Can’t believe I’m still dealing with a bully 22 years later. Hard to imagine. I’m sure I’m not alone.
Some people never grow up.
Bullying is something I stay away from. When it’s happened to you, you never want to inflict it on another person. It’s why I don’t blow up when some flogger puts my name in a headline full of insults hurled in my direction.
Life teaches us many strange lessons.
Back in 1999, Tupac was the king.
His rap music was the soundtrack of my life. At the same time my family was about to lose our childhood home, but I’d come to peace with it. As a result we’d no longer live 10 minutes from high school anymore.
I had to take a long bus ride each day. Still, I had one friend to start high school with. My plan was to explode my friend’s list.
That one friend led to three more friends. The four of us were inseparable.
One night after school the three Italian boys’ parents met me at the school fence. They didn’t say anything, although I could tell they didn’t like me.
The next day it got to lunchtime. I went to sit down with them to eat and they ran off. I thought it might be an innocent prank. I spent the rest of lunch looking for them. Outside the art room I found them.

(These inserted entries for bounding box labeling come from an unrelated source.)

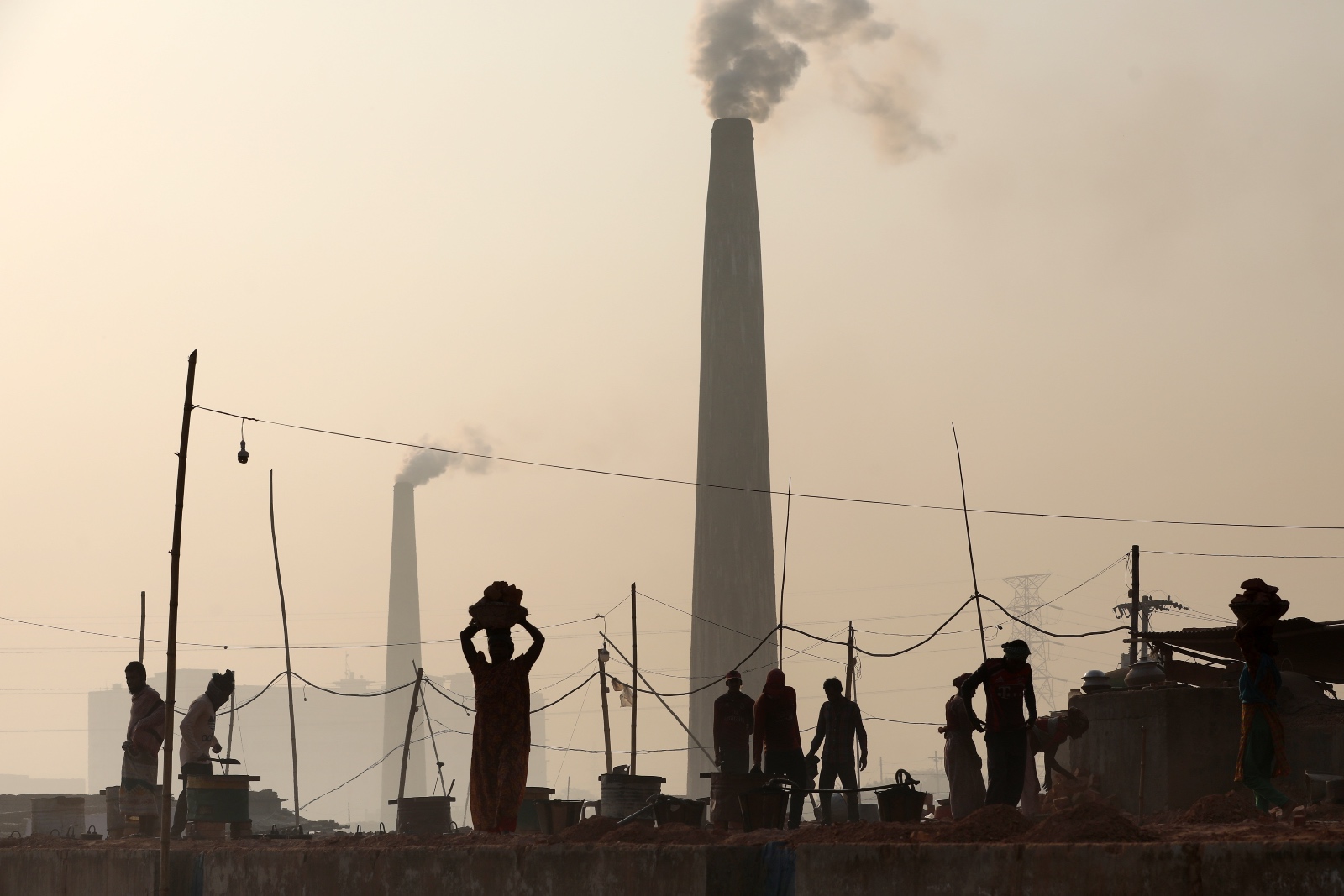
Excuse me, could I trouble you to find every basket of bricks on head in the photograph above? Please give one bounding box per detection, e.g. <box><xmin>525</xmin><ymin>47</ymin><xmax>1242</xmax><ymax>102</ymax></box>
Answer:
<box><xmin>468</xmin><ymin>582</ymin><xmax>527</xmax><ymax>631</ymax></box>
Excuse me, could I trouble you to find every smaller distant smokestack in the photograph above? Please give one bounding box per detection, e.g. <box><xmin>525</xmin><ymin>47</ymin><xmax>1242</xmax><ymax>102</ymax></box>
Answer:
<box><xmin>381</xmin><ymin>481</ymin><xmax>426</xmax><ymax>827</ymax></box>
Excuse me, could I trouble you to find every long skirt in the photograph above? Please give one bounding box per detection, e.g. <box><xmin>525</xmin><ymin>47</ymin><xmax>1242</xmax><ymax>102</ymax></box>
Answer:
<box><xmin>942</xmin><ymin>732</ymin><xmax>985</xmax><ymax>820</ymax></box>
<box><xmin>118</xmin><ymin>751</ymin><xmax>161</xmax><ymax>818</ymax></box>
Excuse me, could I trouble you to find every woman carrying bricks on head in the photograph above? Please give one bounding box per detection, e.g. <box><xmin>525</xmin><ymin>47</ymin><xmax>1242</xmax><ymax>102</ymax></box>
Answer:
<box><xmin>462</xmin><ymin>582</ymin><xmax>546</xmax><ymax>833</ymax></box>
<box><xmin>1231</xmin><ymin>579</ymin><xmax>1293</xmax><ymax>813</ymax></box>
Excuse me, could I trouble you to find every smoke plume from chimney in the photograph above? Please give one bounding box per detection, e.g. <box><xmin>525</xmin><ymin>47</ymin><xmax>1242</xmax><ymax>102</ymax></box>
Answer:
<box><xmin>396</xmin><ymin>427</ymin><xmax>491</xmax><ymax>488</ymax></box>
<box><xmin>694</xmin><ymin>0</ymin><xmax>937</xmax><ymax>160</ymax></box>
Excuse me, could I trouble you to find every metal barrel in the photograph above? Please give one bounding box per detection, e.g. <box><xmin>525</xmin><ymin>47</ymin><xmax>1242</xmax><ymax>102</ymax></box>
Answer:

“Hey guys, where’d you go?”
They ran off again. This process repeated itself until I got the hint.
One of the three boys hated me more than the other two.
He went out of his way to make me look dumb. In s*x education class he said, “don’t worry Timbo, you’ll grow one of those one day.”
He was referring to the rubber c*ck the teacher was placing a cond*m over to illustrate safe s*x.
All the kids burst out with laughter. One kid had laughter tears. Making friends became even harder.
The kid had it all — genius at math, good-looking, 6-pack, sun-kissed skin, perfect white teeth (no need for braces like mine), and excellent communication skills. All the teachers loved him.
They didn’t know he was a little devil after class.
His pet hate was white kids from Australia that were tall, skinny, had acne, and weren’t school smart. I ticked all the boxes.
I eventually found new friends. Many looked like me, and some didn’t. We were the outcasts. One had a turban. One was from Afghanistan. One had a slight disability.
When September 11 struck the bully tormented my friend. He chased him into the science room and called him a terrorist. Others from his circle joined in and tried to hold my friend’s head close to the flame of the Bunsen burner.
The situation became so dangerous the school locked anyone of Muslim faith in a separate classroom to protect them from being burned by the crazies that couldn’t tell the difference between Osama Bin Laden and a refugee trying to start a new life in Australia.
20 years later
I bumped into the bully at a pub. Everyone from high school was there. Many were happy to see me.
Abuse flew out of his mouth at my girlfriend (now wife).
The other boofheads bopped their heads to the techno beats like it was still 1999 and they were cool.
Then I started to notice his comments on my social media posts. He’d make up all sorts of lies. Others would reluctantly join in.
I asked around.
Turns out this bully, despite being a genius mathematician, now worked a dead-end job for a furniture delivery company. Life didn’t go his way even though he could beat Einstein at a math equation.
Book smart doesn’t equal life smart, I guess.
The thing that makes no sense
On his Instagram I noticed he got married.
His new wife is the same heritage as me. She’s tall, skinny, and even has my gorgeous dumbo ears.
If I’m a dumb Aussie then why did he marry one?
I shouldn’t spend time thinking about this, but I do. And what about his parents? Do they give the same racial stares to their new daughter-in-law? Or does she get a free pass?
The other part that confuses me is how he has the time. He now has a newborn baby to care for. Instead of bullying, shouldn’t he focus on his kid?
I suspect he’s grooming another bully to torment school kids in 2030.
The unexpected advantage of being bullied
You might feel sorry for me because this happened.
While being bullied hurts like hell, it’s been a blessing for me. Being bullied shaped my entire life.
See, when those three Italian boys ran away from me that lunchtime in 1999, they changed the course of history.
The bullying forced me to become an expert at forming new friendships. It became part of my survival. So I got extremely good at forming relationships.
This led me to start a business and raise money from investors. I also used the superpower to become a DJ and play in well-known nightclubs. It made dating easier. It helped me impress my now-wife on our first date.
What holds you back forces you to grow faster. If anything, the bullying led to me overcompensating in the ‘making friends’ area of life.
Now, I write online for a living because of a few relationships I formed earlier in my career.
I’ll leave you with this…
The best strategy for dealing with bullies:
Let your success slap them in the face.